Las crecientes desigualdades sociales de los países ricos se sumaron a otras tendencias por décadas en formación como las profundas brechas intrarregionales dentro de esas economías desarrolladas y la pérdida de empleos estables en industria. Trump, Johnson y demás populistas antiglobalización, tanto de izquierda y derecha, recogen un descontento que no se limita a la economía y se traduce en racismo contra las minorías y xenofobia contra los migrantes.

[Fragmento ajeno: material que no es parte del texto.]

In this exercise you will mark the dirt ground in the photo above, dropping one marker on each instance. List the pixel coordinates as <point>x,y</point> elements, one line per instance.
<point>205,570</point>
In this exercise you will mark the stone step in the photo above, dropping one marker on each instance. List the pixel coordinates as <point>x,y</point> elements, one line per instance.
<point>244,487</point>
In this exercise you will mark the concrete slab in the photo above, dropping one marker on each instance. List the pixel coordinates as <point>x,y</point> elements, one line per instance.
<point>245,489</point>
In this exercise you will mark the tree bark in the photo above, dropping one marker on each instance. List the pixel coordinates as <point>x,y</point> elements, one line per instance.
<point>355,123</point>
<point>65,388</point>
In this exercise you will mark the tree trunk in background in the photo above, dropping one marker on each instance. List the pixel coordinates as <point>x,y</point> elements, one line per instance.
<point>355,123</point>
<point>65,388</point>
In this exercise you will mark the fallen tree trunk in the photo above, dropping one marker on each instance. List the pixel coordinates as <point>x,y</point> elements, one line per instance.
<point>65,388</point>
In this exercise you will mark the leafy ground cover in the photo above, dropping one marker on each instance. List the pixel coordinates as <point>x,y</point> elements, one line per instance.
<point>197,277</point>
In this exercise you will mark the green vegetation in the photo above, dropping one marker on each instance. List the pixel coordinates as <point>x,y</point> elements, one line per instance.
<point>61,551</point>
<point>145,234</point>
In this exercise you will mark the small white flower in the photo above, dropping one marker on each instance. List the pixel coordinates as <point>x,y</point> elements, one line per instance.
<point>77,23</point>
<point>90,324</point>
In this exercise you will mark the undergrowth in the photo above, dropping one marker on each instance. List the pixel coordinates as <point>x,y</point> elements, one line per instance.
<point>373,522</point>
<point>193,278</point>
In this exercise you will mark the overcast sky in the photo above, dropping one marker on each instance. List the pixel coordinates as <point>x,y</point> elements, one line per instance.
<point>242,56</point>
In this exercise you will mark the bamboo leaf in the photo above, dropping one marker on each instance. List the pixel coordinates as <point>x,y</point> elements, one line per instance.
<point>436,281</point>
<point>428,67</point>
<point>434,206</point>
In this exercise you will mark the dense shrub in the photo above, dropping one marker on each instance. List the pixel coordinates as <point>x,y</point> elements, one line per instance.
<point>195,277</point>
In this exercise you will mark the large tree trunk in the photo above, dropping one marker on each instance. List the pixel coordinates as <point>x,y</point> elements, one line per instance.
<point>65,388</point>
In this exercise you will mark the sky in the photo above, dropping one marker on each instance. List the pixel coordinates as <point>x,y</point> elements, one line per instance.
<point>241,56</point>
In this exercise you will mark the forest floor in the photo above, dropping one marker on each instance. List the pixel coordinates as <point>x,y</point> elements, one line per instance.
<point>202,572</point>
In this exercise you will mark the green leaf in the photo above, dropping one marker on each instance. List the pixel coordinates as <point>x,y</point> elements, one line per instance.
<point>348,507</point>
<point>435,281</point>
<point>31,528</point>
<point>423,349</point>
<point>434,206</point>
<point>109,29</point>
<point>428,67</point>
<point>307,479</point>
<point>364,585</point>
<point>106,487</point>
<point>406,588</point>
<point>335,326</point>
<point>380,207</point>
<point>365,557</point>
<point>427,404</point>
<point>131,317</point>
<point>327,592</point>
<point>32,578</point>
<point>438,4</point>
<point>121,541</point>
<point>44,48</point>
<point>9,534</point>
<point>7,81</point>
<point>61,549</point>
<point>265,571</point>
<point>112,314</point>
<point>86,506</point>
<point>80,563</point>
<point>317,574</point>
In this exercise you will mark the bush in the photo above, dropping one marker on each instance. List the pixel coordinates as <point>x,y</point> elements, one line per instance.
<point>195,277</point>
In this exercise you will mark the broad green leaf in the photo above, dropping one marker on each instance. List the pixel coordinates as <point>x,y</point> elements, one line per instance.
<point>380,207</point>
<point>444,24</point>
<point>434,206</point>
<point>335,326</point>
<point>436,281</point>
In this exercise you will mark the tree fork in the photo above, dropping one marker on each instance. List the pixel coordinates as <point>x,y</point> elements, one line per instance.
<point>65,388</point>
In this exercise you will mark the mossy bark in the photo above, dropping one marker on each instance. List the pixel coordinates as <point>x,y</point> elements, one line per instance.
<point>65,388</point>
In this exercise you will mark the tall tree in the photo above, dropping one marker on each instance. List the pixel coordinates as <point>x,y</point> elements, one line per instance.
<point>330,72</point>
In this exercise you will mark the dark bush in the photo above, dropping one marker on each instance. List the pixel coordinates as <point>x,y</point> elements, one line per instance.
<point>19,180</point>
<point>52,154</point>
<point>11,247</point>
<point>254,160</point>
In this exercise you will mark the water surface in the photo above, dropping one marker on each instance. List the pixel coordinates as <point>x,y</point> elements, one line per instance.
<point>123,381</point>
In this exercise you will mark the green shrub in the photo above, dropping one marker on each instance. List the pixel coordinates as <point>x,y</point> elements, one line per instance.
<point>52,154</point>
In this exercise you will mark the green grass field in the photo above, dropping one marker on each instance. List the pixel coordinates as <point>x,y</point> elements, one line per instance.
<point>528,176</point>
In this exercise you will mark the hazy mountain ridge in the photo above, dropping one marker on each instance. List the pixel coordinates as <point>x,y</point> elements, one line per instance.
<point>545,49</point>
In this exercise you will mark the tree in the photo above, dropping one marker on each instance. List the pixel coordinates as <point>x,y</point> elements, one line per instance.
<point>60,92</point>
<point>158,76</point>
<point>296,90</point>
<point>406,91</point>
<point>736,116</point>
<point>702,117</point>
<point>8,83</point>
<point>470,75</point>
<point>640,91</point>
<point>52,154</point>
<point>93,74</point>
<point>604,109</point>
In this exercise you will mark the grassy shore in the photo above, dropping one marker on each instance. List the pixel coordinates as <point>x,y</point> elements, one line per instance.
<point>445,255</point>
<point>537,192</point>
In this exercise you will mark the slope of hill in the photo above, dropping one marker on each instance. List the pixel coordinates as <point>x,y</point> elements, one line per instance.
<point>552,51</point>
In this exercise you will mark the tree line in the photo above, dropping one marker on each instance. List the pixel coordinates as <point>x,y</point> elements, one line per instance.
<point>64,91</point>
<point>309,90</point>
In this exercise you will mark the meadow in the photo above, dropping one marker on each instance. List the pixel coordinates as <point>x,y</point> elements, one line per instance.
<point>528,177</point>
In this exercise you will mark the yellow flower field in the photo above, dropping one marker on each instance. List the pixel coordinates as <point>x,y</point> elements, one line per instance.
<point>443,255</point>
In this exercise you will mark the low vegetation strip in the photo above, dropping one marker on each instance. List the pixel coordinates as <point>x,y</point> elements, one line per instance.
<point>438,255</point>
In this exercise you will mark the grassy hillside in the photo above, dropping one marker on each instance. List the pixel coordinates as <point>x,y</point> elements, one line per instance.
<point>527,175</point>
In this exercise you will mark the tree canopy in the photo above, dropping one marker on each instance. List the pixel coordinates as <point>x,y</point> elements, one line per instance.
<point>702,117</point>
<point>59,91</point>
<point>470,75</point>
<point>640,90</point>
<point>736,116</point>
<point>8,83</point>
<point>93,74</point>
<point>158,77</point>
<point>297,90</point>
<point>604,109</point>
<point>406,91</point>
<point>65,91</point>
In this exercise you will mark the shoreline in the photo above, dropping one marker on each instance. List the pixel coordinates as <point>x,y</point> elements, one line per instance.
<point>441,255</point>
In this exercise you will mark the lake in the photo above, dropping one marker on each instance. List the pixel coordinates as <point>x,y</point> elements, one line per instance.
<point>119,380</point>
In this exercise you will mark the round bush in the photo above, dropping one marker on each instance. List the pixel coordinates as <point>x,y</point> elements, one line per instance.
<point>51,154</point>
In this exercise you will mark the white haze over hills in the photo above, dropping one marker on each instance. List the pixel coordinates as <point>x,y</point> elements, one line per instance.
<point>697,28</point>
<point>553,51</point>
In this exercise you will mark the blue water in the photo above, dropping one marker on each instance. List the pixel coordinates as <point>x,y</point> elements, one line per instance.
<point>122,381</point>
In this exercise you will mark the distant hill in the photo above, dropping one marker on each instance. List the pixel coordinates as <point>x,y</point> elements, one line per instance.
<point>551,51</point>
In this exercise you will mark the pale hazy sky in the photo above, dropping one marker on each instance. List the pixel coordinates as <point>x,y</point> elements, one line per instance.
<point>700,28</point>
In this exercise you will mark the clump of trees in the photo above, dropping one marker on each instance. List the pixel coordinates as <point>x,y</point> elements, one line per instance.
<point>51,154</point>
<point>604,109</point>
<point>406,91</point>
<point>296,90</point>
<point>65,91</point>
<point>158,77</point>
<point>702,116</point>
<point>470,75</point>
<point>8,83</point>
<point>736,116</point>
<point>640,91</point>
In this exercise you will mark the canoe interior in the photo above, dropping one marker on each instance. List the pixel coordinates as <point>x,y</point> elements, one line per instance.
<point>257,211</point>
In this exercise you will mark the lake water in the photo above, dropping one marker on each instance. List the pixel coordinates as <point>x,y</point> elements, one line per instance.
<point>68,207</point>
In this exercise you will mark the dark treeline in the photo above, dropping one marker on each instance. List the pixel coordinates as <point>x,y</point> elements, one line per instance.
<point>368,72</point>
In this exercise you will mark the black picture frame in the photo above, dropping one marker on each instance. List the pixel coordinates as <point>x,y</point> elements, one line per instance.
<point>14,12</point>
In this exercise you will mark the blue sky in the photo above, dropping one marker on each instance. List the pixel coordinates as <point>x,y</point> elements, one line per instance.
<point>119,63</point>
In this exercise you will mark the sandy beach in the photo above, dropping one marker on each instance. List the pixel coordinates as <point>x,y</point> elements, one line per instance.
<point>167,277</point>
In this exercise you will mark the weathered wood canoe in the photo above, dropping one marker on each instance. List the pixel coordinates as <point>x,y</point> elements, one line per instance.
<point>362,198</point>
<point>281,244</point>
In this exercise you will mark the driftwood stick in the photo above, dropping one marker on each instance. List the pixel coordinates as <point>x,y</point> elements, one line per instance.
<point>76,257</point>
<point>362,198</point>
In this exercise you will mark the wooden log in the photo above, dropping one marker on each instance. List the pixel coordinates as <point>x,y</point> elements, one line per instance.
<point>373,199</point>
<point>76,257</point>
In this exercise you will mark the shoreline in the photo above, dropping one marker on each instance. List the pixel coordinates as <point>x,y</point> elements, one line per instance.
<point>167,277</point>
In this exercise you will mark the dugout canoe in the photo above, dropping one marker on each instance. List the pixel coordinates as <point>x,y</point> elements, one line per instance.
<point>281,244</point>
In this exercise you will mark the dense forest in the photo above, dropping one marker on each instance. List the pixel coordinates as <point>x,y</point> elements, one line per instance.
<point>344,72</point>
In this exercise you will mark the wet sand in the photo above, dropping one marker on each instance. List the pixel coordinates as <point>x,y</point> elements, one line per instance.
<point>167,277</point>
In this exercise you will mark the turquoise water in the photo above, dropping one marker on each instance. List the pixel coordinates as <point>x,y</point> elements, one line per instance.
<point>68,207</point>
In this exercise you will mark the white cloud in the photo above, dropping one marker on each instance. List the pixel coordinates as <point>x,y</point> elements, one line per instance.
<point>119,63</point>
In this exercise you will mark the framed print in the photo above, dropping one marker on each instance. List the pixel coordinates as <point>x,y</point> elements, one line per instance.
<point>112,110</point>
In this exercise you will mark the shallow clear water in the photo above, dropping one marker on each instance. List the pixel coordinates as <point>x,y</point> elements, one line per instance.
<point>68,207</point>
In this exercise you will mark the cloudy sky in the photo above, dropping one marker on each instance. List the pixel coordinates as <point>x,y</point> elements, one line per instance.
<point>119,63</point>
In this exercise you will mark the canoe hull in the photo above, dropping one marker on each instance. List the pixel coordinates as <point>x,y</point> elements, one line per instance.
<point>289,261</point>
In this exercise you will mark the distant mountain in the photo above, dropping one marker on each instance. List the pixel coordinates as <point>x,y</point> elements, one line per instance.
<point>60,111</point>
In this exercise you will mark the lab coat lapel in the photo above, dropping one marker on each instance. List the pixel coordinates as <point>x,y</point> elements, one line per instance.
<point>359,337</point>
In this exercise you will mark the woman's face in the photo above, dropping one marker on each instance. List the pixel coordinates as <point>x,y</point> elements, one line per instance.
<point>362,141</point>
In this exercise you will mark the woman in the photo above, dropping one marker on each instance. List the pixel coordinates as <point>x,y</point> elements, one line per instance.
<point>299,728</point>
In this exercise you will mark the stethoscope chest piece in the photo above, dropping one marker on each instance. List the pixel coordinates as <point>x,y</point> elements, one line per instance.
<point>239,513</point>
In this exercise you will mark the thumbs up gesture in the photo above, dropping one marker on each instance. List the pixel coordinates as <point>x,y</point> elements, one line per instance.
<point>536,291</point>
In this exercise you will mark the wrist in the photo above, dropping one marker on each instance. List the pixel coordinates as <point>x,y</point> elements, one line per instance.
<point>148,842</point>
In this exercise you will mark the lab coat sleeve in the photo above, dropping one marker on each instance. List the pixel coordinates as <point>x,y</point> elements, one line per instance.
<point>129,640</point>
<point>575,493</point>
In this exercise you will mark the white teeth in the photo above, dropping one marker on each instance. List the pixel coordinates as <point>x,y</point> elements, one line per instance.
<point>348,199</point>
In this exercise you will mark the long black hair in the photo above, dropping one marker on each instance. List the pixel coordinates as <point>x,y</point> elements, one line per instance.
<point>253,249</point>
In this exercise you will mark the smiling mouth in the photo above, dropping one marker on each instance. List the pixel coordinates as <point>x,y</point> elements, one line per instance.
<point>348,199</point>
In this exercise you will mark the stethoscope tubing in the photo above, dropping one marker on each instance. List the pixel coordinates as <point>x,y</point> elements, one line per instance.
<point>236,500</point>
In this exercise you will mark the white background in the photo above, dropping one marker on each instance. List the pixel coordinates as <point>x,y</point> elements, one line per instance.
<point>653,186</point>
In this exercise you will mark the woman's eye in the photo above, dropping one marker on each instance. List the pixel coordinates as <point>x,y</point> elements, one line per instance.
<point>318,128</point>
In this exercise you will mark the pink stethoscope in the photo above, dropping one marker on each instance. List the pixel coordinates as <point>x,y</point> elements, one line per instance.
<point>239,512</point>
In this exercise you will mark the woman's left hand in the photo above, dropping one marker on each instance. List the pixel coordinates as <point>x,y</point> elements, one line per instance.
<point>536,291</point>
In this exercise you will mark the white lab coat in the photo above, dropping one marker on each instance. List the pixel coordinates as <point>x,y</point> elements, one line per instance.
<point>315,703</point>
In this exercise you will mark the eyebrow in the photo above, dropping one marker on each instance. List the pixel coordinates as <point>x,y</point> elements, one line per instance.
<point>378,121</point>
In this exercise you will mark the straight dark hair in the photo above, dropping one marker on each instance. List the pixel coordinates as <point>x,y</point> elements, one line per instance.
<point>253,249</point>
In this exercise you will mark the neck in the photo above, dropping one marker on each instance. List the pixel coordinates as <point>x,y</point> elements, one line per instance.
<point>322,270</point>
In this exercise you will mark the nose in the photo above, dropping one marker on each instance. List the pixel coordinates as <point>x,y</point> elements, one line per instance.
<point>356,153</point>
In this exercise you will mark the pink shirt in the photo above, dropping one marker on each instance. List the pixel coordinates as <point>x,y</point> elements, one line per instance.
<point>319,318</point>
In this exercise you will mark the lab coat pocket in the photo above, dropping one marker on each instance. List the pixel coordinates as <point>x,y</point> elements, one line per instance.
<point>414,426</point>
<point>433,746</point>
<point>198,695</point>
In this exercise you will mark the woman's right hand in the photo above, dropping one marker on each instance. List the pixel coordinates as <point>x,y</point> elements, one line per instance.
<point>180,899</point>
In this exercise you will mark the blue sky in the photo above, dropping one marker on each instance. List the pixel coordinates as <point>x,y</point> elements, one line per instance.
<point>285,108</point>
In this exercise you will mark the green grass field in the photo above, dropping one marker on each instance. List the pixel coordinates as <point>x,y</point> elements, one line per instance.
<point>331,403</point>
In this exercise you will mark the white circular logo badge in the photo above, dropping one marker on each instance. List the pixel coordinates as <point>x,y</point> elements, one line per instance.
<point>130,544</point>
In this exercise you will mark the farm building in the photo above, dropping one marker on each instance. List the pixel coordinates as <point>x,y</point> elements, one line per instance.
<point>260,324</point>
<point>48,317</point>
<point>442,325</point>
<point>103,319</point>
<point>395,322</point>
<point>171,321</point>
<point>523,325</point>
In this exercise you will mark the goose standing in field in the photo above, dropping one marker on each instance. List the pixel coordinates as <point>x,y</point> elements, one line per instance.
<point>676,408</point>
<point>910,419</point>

El arranque de la campaña presidencial en EE.UU., en la cual Donald Trump busca reelegirse con esas mismas ideas y enfrentará su juicio político en el Congreso, no hará más que recrudecer este discurso.

El problema está en que la inicial bravuconería ideológica de la Casa Blanca se está traduciendo, por motivos electorales, en decisiones de política pública. Una de ellas, por ejemplo, es el escalamiento de las tensiones comerciales con China. Este pulso entre Washington y Beijing ya está generando distorsiones en el intercambio global y empujando las perspectivas de la economía mundial a la baja para este año y el entrante.

La subida de aranceles de EE. UU. a un paquete de bienes y productos de origen chino que suman miles de millones de dólares golpeará a las familias estadounidenses. Economistas calculan en casi 500 dólares al año el impacto de los aranceles en el gasto de un hogar promedio de ese país.

Esta es apenas una de las aristas en la que la narrativa antiglobalización está produciendo efectos tangibles en la economía. Ese futuro nacionalista al que aspira Trump no le conviene a países como Colombia. Afortunadamente, ese escenario es claro para el presidente Iván Duque, quien en su discurso de ayer, en el mismo escenario de Trump, defendió el multilateralismo.

El debilitamiento de las instituciones globales perjudicaría a nuestro país en el abordaje de problemáticas como el narcotráfico, la corrupción transnacional, la protección ambiental y la migración de los venezolanos.

Sin desconocer que las ansiedades que hay detrás de esta rabia contra la globalización tienen más que fundamento, el aislacionismo nacionalista no es la mejor fórmula. Mucho menos para economías con necesidad de crecer como la colombiana. Lo grave es que en esa pelea de potencias es poco lo que se puede hacer.